To me that is "Truth". A teaching, or interpretation, is on the meaning of a parable, or the "rapture" versus the "tribulation". Those are our hermeneutical or narrative overlays.
Even my "There are 3 falls in scripture" (post #329) is an interpretation. There maybe more than 3 falls. . . and the Genesis 6 story, even though seemingly alluded to in Jude v.6 and 2 Peter 2:4, is not necessarily the same as the "one third of the stars" swept down by the dragon's tail in Revelation 12:4. We may connect the proverbial dots, or find 'correlation' as
Evangelical says, but that is our personal interpretation, not truth.
I've already said why I think the "1,000 years of darkness" is unsatisfactory for me.

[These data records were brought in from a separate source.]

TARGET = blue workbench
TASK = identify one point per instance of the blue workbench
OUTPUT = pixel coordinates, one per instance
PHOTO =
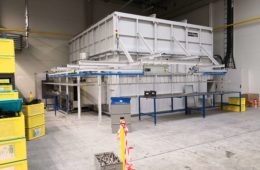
(186, 109)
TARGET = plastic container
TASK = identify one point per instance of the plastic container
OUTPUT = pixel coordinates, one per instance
(8, 95)
(12, 150)
(115, 164)
(34, 109)
(237, 108)
(11, 105)
(120, 100)
(6, 47)
(35, 132)
(6, 87)
(7, 64)
(34, 121)
(19, 165)
(235, 100)
(4, 81)
(12, 128)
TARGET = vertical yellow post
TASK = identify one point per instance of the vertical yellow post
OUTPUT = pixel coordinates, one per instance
(122, 144)
(30, 97)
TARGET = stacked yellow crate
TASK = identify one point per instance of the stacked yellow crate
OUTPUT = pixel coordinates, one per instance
(12, 136)
(233, 101)
(34, 120)
(7, 59)
(12, 143)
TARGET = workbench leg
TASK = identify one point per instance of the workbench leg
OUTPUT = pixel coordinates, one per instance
(139, 107)
(172, 104)
(186, 104)
(221, 101)
(154, 113)
(55, 105)
(214, 101)
(203, 106)
(240, 104)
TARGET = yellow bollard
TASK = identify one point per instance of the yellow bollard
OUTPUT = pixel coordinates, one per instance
(30, 97)
(122, 144)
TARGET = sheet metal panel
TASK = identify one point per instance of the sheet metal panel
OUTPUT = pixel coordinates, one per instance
(101, 38)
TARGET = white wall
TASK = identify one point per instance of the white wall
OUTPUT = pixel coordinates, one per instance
(246, 42)
(44, 52)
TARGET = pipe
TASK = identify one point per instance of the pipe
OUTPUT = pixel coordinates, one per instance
(37, 32)
(79, 102)
(99, 99)
(27, 29)
(236, 23)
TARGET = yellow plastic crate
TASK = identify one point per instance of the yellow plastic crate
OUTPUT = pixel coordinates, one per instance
(8, 95)
(19, 165)
(34, 109)
(7, 47)
(34, 121)
(6, 87)
(4, 81)
(35, 132)
(235, 100)
(12, 128)
(12, 150)
(226, 108)
(7, 64)
(237, 108)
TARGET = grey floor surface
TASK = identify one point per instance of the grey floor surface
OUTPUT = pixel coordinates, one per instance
(223, 141)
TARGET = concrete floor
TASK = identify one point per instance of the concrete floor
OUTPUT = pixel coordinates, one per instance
(223, 141)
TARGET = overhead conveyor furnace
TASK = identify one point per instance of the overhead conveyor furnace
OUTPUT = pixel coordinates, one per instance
(126, 54)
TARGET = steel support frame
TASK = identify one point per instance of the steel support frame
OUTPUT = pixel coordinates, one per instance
(186, 108)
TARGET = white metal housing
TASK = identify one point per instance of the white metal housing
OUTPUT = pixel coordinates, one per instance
(140, 35)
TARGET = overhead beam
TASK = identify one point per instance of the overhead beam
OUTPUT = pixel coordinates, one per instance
(185, 8)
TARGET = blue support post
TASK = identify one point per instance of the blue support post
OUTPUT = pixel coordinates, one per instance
(154, 113)
(221, 102)
(172, 103)
(186, 104)
(214, 101)
(139, 107)
(203, 106)
(240, 104)
(55, 105)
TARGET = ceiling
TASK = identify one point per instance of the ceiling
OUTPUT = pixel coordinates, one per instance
(163, 8)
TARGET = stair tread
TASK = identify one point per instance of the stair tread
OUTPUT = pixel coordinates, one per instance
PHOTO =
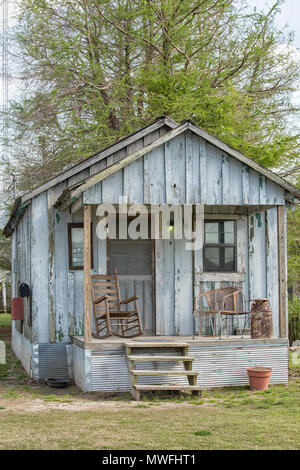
(159, 358)
(163, 372)
(156, 345)
(167, 387)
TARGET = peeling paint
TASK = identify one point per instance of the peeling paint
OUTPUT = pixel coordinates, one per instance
(258, 218)
(251, 234)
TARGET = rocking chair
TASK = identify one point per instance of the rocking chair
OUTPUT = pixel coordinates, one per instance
(109, 317)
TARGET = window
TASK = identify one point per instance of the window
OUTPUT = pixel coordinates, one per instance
(130, 257)
(75, 237)
(220, 246)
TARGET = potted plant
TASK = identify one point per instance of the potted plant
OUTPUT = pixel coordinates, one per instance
(259, 377)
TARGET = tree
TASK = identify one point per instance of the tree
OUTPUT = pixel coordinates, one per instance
(4, 253)
(96, 70)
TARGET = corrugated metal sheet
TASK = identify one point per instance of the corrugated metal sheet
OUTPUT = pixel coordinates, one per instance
(227, 366)
(23, 350)
(109, 372)
(217, 366)
(78, 367)
(53, 361)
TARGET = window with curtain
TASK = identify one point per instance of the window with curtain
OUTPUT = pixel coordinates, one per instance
(220, 246)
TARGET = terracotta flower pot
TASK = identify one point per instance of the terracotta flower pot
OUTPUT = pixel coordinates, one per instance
(259, 377)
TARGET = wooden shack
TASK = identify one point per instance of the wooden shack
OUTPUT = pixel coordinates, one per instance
(164, 163)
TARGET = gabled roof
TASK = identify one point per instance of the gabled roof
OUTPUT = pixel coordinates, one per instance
(186, 125)
(73, 192)
(157, 124)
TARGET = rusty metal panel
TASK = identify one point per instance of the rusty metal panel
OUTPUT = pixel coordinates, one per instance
(217, 366)
(78, 366)
(109, 371)
(227, 365)
(22, 348)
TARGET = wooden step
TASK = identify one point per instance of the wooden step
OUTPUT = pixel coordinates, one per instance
(137, 389)
(162, 344)
(160, 358)
(145, 388)
(163, 372)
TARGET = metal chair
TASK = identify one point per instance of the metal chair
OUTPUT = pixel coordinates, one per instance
(220, 304)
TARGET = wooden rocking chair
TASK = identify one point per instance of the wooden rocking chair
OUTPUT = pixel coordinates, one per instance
(109, 317)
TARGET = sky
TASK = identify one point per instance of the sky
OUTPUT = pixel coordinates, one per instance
(289, 15)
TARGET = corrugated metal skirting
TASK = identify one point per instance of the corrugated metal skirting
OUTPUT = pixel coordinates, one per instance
(227, 366)
(217, 366)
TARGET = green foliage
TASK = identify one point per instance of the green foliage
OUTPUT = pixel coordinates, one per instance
(293, 246)
(294, 319)
(96, 70)
(4, 252)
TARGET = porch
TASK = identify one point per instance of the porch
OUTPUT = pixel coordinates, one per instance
(104, 366)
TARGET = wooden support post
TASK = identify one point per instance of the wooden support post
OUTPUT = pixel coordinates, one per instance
(282, 281)
(87, 272)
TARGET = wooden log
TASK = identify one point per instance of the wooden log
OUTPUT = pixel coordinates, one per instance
(282, 281)
(87, 272)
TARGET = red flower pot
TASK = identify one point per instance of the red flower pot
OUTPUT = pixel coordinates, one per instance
(259, 377)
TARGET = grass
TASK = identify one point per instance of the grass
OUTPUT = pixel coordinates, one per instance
(259, 424)
(229, 418)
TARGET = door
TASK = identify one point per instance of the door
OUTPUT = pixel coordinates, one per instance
(134, 260)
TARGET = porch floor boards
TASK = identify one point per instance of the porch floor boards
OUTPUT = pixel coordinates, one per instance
(114, 342)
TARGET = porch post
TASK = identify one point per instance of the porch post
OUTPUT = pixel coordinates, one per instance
(282, 281)
(87, 272)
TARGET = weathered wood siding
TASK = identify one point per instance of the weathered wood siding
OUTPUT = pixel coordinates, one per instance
(186, 170)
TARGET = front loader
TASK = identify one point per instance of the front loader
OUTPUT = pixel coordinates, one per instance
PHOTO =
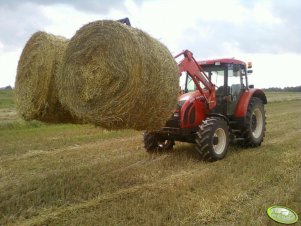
(216, 105)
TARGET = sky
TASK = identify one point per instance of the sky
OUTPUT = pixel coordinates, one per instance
(265, 32)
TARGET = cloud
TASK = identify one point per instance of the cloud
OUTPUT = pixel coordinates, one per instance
(100, 6)
(19, 19)
(18, 23)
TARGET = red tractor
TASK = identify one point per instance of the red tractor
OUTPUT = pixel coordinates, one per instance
(216, 105)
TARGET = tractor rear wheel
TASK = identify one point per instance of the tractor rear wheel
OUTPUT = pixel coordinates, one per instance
(253, 130)
(153, 142)
(212, 139)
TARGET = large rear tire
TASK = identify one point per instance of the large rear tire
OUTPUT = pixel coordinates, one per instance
(253, 130)
(153, 142)
(212, 139)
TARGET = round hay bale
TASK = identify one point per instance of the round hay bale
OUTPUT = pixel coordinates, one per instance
(36, 91)
(118, 77)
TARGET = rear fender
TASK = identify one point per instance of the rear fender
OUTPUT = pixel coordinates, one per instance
(193, 113)
(243, 103)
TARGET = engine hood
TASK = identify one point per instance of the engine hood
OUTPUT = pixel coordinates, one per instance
(188, 96)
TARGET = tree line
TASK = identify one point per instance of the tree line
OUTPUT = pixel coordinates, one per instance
(285, 89)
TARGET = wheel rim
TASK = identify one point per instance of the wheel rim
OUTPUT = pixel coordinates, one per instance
(164, 143)
(257, 123)
(222, 140)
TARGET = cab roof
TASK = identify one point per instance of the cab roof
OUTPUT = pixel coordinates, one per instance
(222, 61)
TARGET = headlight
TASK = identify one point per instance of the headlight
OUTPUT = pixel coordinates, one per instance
(181, 103)
(176, 114)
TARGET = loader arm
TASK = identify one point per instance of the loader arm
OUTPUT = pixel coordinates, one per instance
(194, 70)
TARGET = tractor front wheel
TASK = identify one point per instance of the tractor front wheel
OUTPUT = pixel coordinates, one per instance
(153, 142)
(212, 139)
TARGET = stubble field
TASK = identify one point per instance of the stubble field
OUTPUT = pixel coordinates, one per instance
(81, 175)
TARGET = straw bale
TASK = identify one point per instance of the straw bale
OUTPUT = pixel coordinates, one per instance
(36, 91)
(118, 77)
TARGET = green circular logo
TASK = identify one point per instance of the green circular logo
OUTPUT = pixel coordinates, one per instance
(282, 215)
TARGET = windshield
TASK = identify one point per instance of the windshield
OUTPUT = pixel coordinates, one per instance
(217, 74)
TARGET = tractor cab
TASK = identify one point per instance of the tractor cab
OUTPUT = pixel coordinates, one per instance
(230, 79)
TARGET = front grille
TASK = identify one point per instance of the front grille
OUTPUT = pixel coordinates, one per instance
(173, 122)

Evangelical admits it's a theological bandage to bridge the gap between "OSAS" and "Arminianism". Arguably preferable to either of them, but "recovered truth"? A stretch. My main issue is that the two NT sections (Hebrews 2 & 1 Cor 10) covering the fall of the Israelites in the Wilderness doesn't answer what happened to Moses. If falling in the Wilderness means eternal perdition, why is Moses on the mountain with Jesus in the gospels? If it means "dispensational punishment" then why does Moses skip the 1,000 years of "summer school"? God is not a respecter of persons; if Moses gets transformed by the age of the gospels, then others may be as well. And if the OT Israelites are, why not the Christians?
Secondly, 1,0000 years of "wailing and gnashing of teeth" seems somewhat arbitrary and not like the God seen in the Bible.
Evangelical says "same time, different severity" for the punishment. Perhaps, perhaps not. That is an interpretation, not truth.
And
Drake says that I'm supposed to offer an alternative. No, I'm not. I'm not supposed to give a definitive interpretation of every Bible verse. I've already stated what I believe to be the truth - see above. To some extent I'm willing to live with the unknown. And that doesn't mean we "disregard judgment" if we say that we don't have to systematize our parables. It just means that we want to make up our own mind, our own way. Why did Nee get to read all those books and pick his understanding, and we don't? What if we don't want to be spoon-fed someone's private interpretation as our 'reality'?
On to Lazarus and the Rich Man, and Outer Darkness. Interestingly, the Rich Man is "in torment" and yet we're told that "he lived luxuriously" on earth. How are those commensurate? Because in both, the RM was separated from God. His wining and dining was to cover the fact that inside he was miserable, separated from his Creator. When he was dead, the wine was gone and bare torment was left. In both cases (alive on earth and dead in Hades), the separation and darkness was the same.
And it makes no difference to me whether the Lazarus and the RM is a "true story" or a "Parable". In either case there is a message. And the message of Scripture is consistent.